Command line options

database - REQUIRED Path to a local CAZyme database to add UniProt data to.

email - REQUIRED User email address. Required by NCBI.

--batch_size - Size of an individual batch query of NCBI sequence version accessions to NCBI. Default is 150.

--cache_dir - Path to cache dir to be used instead of default cache dir path.

--cazy_synonyms - Path to a JSON file containing accepted CAZy class synonsyms if the default are not sufficient.

--config, -c - Path to a configuration YAML file. Default: None.

--classes - list of classes to retrieve UniProt data for.

--ec_filter - List of EC numbers to limit the retrieval of structure files to proteins with at least one of the given EC numbers in the local CAZyme database.

--families - List of CAZy (sub)families to retrieve UniProt protein data for.

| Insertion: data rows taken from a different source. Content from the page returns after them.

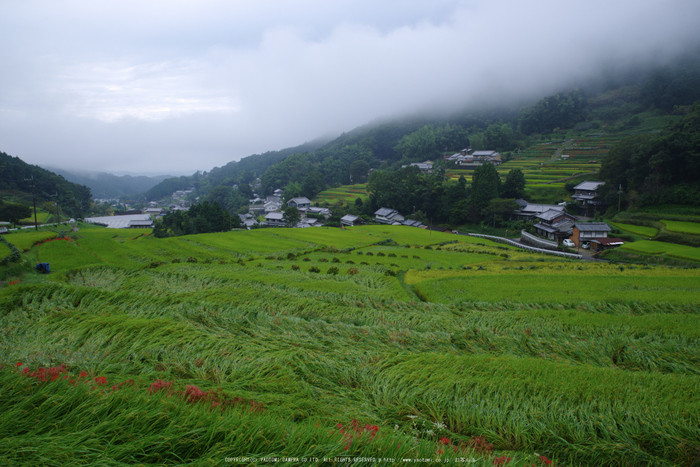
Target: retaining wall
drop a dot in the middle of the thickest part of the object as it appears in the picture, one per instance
(526, 247)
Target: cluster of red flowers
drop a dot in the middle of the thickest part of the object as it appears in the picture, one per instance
(480, 445)
(545, 461)
(159, 385)
(193, 394)
(44, 374)
(356, 429)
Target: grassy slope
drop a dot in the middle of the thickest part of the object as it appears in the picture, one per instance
(608, 376)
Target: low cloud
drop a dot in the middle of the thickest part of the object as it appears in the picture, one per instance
(181, 86)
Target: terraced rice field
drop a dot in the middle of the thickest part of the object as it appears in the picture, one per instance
(649, 232)
(692, 228)
(663, 248)
(346, 194)
(379, 345)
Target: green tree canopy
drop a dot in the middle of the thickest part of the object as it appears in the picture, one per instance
(486, 185)
(514, 186)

--genbank_accessions - Path to text file containing a list of GenBank accessions to retrieve protein data for. A unique accession per line.

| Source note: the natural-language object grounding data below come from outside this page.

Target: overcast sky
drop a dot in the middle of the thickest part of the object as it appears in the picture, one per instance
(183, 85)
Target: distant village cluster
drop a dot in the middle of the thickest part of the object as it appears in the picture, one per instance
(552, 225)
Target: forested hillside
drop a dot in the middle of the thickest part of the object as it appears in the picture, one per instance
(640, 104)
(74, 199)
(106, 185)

--genera - List of genera to restrict the retrieval of protein to data from UniProt to proteins belonging to one of the given genera.

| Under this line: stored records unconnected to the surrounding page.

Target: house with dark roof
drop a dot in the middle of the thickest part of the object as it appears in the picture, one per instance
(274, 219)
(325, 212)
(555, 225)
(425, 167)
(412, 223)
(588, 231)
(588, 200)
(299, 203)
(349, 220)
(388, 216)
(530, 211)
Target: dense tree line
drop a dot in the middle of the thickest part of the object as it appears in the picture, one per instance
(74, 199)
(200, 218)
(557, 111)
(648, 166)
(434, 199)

--kingdoms - List of taxonomy kingdoms to retrieve UniProt data for.

--log, -l - Target path to write out a log file. If not called, no log file is written. Default: None (no log file is written out).

--nodelete_cache - When called, content in the existing cache dir will not be deleted. Default: False (existing content is deleted).

--retries, -r - Define the number of times to retry making a connection to CAZy if the connection should fail. Default: 10.

--sql_echo - Set SQLite engine echo parameter to True, causing SQLite to print log messages. Default: False.

--species - List of species (organsim scientific names) to restrict the retrieval of protein to data from UniProt to proteins belonging to one of the given species.

--strains - List of species strains to restrict the retrieval of protein to data from UniProt to proteins belonging to one of the given strains.

--uniprot_accessions - Path to text file containing a list of UniProt accessions to retrieve protein data for. A unique accession per line.

--update_gbk - Update the existing NCBI taxonomy data in records in the Genbanks table already with NCBI taxonomy data. By default, NCBI tax data is only added to records in the Genbanks table if NCBI taxonomy data is not already presented in the record.

--update_taxs - Update existing NCBI taxonomy data in the NcbiTaxs table. By default onlt add new NCBI taxonomy data, do not update (and thus overwrite) existing data.

--use_lineage_cache - Use cached lineage data previously compliled by cazy_webscraper - skips retrieving NCBI Tax and Protein IDs and lineage data from NCBI

--use_protein_ids - Path to plain text file containing a tab delimited list of (1) NCBI Protein ID and (2) NCBI sequence version accession. Used cached NCBI Protein IDs.

--use_tax_ids - Path to plain text file listing a unique NCBI Taxonomy ID per line. Get lineages for cached NCBI Tax IDs.

--verbose, -v - Enable verbose logging. This does not set the SQLite engine echo parameter to True. Default: False.

Basic Usage

The command-line options listed above can be used in combination to customise the retrieval of the NCBI taxonomic classifications for proteins of interest. Some options (e.g. --families and --classes) define the broad group of proteins for which taxonomic data will be retrieved. Others filters (e.g. --species) are used to filter and fine-tune the protein dataset for which data is retrieved.

The --classes, --families, --kingdoms, --genera, --species, and --strains filteres are applied in the exactly same for retrieving data from CAZy, UniProt, and PDB. Examples of using these flags can be found in the cazy_webscraper and cw_get_uniprot_data tutorial in this documentation.

Note

To retrieve taxonomic information for members of specific CAZy subfamilies, list the subfamilies after the --families flag.

Retrieval of NCBI taxonomic classifications

The command for using cazy_webscraper for retrieving taxonomic classifications from the NCBI Taxonomy database is cw_get_ncbi_taxs.